I’m not good at talking. Vicky knows this. She’s always known. The thing about Vicky is that she feels everything at full volume. Joy, sadness, anger—it all comes out the same way: loud, messy, and honest. When she’s happy, she laughs so hard she snorts, and then laughs harder at the snort. When she’s sad, she doesn’t hide it. She cries openly, ugly-cries with red eyes and wet cheeks, and she lets you hold her until it passes.
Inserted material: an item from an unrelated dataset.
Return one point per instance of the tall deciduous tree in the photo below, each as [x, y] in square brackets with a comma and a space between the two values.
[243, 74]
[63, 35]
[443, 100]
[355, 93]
Vicky doesn’t believe in closed doors. She’ll barge into my room at seven in the morning, already mid-sentence about some dream she had where our childhood dog could talk and kept asking her for tax advice. She leaves half-empty coffee mugs everywhere—on the bathroom counter, inside the linen closet, once in the freezer next to the peas. She sings in the shower, and not well. She sings like a goose being slowly lowered into a woodchipper.